After time series decomposition, the TSMixer model is used to process multiple variables. All IMFs are jointly input, with each IMF treated as a feature channel. This avoids the problem of the separate modeling of each IMF, which fails to capture the potential correlations between different IMFs and leads to error accumulation. The model also fully learns the interaction information between components, effectively reducing modeling complexity and enhancing prediction accuracy. The subsequent experimental verification compares two modeling methods. To ensure fairness and consistency in the comparison experiments, the model hyperparameters were uniformly adjusted before testing. The figure shows the prediction curves for independent modeling and joint modeling methods, and the figure shows the prediction error distribution comparison. Model 1 represents the joint modeling prediction, and Model 2 represents the independent modeling prediction overlaid with the joint modeling prediction.
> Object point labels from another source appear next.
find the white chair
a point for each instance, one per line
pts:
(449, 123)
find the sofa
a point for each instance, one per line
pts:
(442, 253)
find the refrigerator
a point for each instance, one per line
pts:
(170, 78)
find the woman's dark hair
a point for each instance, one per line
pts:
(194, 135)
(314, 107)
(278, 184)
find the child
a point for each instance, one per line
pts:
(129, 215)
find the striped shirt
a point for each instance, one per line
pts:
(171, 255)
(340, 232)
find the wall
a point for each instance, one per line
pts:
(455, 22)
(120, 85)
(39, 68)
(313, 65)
In Figure 11a, it can be seen that Model 1 has the smallest prediction error and is closest to the actual data. The Kolmogorov–Smirnov test [30] shows that the distribution of prediction errors between the two models exhibits statistically significant differences (D = 0.0823, p = 0.0025). Since p < 0.05, we reject the null hypothesis (H₀: the error distributions of the two models are identical) and conclude that the distribution differences are significant. Therefore, we visualize the results. In Figure 11b, the peak of the kernel density curve of Model 1 is located near the error value of 0.00, with a more concentrated peak density compared to Model 2, indicating that its prediction results are highly concentrated around the true value with minimal systematic bias. The peak of the kernel density curve of Model 2 is slightly shifted to the left toward the error value of −0.01, with the tail extending into a larger negative-error region, showing more pronounced data dispersion. Model 1 has a skewness close to 0, with error distribution exhibiting basic unimodal symmetry. In contrast, Model 2’s negative skewness indicates that errors are concentrated in the negative-value region, potentially indicating a systematic overestimation issue. Therefore, this study adopts the joint input of all IMF modeling methods.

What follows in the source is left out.